In our case, we are going all the way to deployment, but be aware that this is extremely taxing in nature, since we are running on a build machine. So be sure to optimize when pipelines should run and not incurr in them becoming a hassle and source of frustation, when they should be there to make things easier.

And in that endeavor of making the pipelines to be as fast as possible, we will leverage caching, and specifically caching with pnpm. PNPM is already a tool aimed at reusing node modules if we have them across multiple projects, and it also has optimized performance built-into it. With that plus a correct usage of module caching we can aim at having cold starts for our frontend builds, but later builds to be much faster since they will leverage all previously installed node modules, instead of having to always install them from scratch.

PR Pipeline

This consists in one job called "Lint, Build, Check". It will only run on PRs pointed at master.

CI

Steps:

  • Run on a base Ubuntu image, and from the root of the repo, head down to the ./kakeibro-web folder.

  • Establish a strategy: Run in parallel two instances of the pipeline (matrix), one with Node 20 and another one with Node 22

    • A good practice is to test out the build process in different node versions.
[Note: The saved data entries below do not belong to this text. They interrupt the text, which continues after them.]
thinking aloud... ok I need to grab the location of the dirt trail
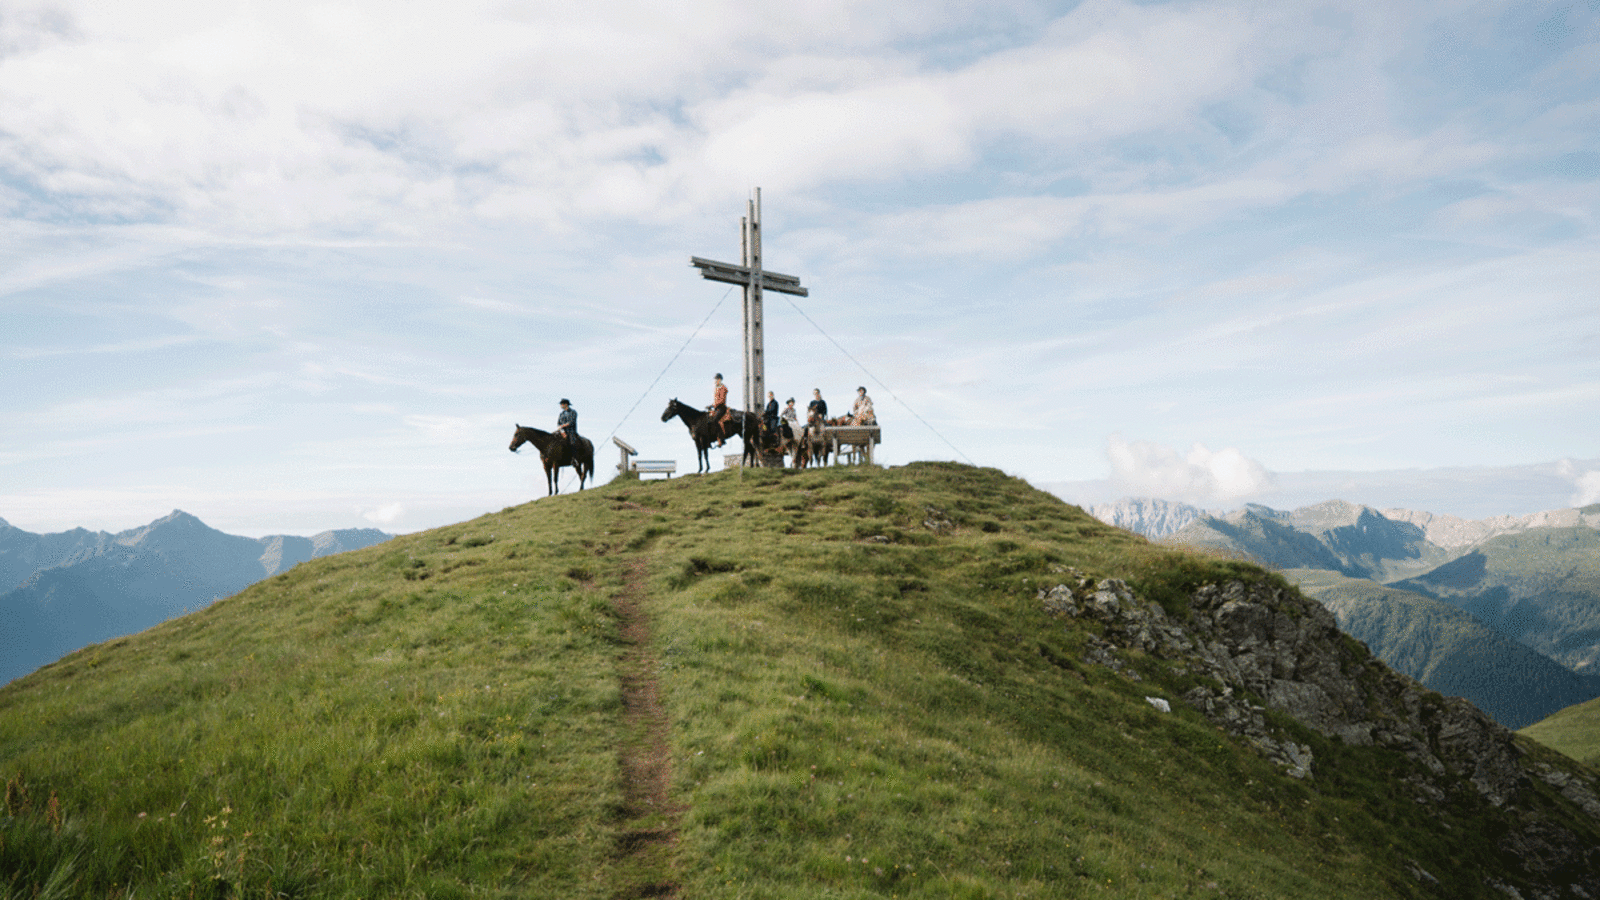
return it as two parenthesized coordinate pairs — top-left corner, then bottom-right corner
(611, 557), (680, 898)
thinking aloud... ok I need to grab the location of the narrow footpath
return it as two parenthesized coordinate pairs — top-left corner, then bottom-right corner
(611, 557), (681, 899)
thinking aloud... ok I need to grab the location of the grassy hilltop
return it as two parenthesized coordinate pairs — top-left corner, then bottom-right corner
(1, 463), (1590, 898)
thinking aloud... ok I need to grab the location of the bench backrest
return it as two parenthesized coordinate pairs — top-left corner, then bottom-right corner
(822, 426), (881, 444)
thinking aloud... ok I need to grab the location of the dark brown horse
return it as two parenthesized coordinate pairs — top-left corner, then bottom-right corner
(509, 425), (593, 495)
(661, 398), (757, 473)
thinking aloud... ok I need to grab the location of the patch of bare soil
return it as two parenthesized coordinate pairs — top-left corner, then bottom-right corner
(611, 557), (681, 899)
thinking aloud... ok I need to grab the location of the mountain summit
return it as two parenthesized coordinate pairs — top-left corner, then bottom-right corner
(2, 464), (1595, 898)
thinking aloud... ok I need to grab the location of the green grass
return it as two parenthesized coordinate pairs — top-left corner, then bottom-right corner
(0, 462), (1585, 898)
(1522, 695), (1600, 766)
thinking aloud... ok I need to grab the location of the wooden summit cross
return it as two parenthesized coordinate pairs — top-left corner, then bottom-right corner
(691, 188), (807, 413)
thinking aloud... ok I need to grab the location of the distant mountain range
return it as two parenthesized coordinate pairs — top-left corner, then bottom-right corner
(0, 511), (390, 685)
(1090, 497), (1600, 730)
(1086, 498), (1218, 540)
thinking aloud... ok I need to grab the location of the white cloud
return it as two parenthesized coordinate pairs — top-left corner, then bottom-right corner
(1558, 460), (1600, 507)
(362, 503), (406, 526)
(1572, 472), (1600, 507)
(957, 1), (1263, 139)
(4, 0), (1599, 537)
(1106, 435), (1276, 504)
(697, 78), (970, 191)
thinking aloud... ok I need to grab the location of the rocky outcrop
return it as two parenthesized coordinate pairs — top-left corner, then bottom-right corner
(1039, 571), (1600, 896)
Since we are following best practices, we should be testing on the Active LTS and Active Maintenance versions of node.

  • We checkout the code with a pre-defined actions/checkout@v4 action

    • Note: At the time of writing the pre-defined actions are at v4 this could end up getting updated later, and we should be mindful of this in case there are actions that are still on other versions such as v3.

    • Note 2: We have to use these pre-defined sub-routines since github encourages it and are meant to abstract really general use cases such as cloning the repo first, (the build machine will always start with an empty state), they get the added bonus of having other syntax that can build on top of the base functionality without us having to code it from scratch (e.g: Fetch specific commits, optimize performance, attaching submodules)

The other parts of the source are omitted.